X, y = make_circles(n_samples=120, factor=0.4, noise=0.08, random_state=0)
X = StandardScaler().fit_transform(X)
y = np.where(y == 0, -1, 1)

Xtr, Xte, ytr, yte = train_test_split(X, y, test_size=0.2, random_state=0)

Cs = np.logspace(2, -2, num=4)
device = "cuda" if torch.cuda.is_available() else "cpu"

clf = TorchKMSVC(
    kernel="rbf",
    Cs=Cs,
    nC=len(Cs),
    cv=5,
    device=device,
    max_iter=40,
)

clf.fit(Xtr, ytr)
pred = clf.predict(Xte)

print("best C:", clf.best_C_)
print("test accuracy:", (pred == yte).mean())

Supported kernels¶

The high-level estimator supports common kernels such as:

"rbf"
"linear"
"poly"
"precomputed"

For the RBF kernel, TorchKM can estimate a kernel scale automatically when rbf_sigma=None.

Important parameters¶

Parameter	Description
`kernel`	Kernel type
`Cs`	Candidate regularization values
`nC`	Number of candidate regularization values
`cv`	Number of cross-validation folds
`device`	Device used for computation
`probability`	Whether to fit probability calibration
`low_rank`	Whether to use the Nyström approximation
`num_landmarks`	Number of Nyström landmark points
`nys_k`	Rank used in the Nyström approximation
`max_iter`	Maximum number of optimization iterations
`tol`	Numerical tolerance

Labels and fitted attributes¶

The high-level estimator accepts any two distinct class labels. Internally it maps labels to {-1, +1} for the solver and maps predictions back to the original labels.

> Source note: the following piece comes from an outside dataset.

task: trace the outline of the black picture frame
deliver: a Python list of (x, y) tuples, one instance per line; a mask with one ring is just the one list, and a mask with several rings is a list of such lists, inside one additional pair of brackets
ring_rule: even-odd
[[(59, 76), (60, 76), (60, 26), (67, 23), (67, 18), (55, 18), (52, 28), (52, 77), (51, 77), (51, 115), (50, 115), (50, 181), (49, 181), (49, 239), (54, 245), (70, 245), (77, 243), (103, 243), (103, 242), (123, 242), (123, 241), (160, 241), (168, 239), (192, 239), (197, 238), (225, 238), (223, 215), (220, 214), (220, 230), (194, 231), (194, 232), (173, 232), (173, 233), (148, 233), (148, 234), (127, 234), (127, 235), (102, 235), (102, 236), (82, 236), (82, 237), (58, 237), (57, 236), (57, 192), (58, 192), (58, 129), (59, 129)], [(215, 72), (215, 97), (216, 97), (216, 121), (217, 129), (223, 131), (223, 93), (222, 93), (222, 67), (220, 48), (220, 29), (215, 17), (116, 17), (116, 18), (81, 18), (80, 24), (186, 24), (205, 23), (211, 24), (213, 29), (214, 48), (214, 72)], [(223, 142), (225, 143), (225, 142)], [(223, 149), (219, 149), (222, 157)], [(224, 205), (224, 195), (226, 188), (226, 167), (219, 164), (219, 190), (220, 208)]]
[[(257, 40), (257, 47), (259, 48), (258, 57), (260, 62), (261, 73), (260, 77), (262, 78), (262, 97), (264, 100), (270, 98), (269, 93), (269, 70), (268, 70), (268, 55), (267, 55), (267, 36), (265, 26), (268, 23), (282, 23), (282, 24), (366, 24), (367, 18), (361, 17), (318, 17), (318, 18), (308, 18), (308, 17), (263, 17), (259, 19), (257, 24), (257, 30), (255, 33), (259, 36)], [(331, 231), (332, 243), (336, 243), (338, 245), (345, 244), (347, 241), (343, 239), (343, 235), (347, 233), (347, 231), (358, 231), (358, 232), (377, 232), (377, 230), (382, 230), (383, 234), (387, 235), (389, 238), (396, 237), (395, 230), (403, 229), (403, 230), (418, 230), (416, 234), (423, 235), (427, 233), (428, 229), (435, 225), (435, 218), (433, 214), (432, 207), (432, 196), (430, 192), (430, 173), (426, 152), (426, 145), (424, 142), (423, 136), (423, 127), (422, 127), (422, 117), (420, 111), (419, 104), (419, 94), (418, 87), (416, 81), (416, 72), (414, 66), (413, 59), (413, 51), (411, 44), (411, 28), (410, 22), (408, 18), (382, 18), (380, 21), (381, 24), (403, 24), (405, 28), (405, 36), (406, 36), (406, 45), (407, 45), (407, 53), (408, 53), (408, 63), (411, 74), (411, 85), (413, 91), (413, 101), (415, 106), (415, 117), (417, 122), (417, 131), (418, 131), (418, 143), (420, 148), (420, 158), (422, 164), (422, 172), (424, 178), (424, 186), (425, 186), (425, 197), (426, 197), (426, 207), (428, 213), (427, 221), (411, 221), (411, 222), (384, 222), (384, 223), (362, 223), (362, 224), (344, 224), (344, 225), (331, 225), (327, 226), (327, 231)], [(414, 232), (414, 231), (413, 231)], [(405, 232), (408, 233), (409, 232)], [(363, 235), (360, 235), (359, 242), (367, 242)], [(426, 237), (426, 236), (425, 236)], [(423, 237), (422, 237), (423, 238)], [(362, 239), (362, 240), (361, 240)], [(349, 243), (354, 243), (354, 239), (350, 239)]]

After fitting, useful attributes include:

best_C_: selected regularization value;
best_ind_: selected grid index;
cv_mis_: cross-validation misclassification scores;
classes_: original class labels;
alpha_ and intercept_: selected model coefficients.

Probability estimates¶

To enable class probabilities, set probability=True before fitting:

clf = TorchKMSVC(
    kernel="rbf",
    Cs=Cs,
    cv=5,
    device=device,
    probability=True,
    max_iter=40,
)
clf.fit(Xtr, ytr)
proba = clf.predict_proba(Xte)

Low-rank SVM¶

For larger data sets, use the Nyström approximation:

clf = TorchKMSVC(
    kernel="rbf",
    Cs=Cs,
    cv=5,
    device=device,
    low_rank=True,
    num_landmarks=40,
    nys_k=20,
    max_iter=40,
)
clf.fit(Xtr, ytr)

Constructor-based configuration is recommended, but the Nyström path can also be enabled at fit time:

clf = TorchKMSVC(kernel="rbf", Cs=Cs, cv=5, device=device, probability=True)
clf.fit(Xtr, ytr, low_rank=True, num_landmarks=40, nys_k=20)

The high-level low-rank path currently supports raw-feature RBF workflows. It does not support kernel="precomputed".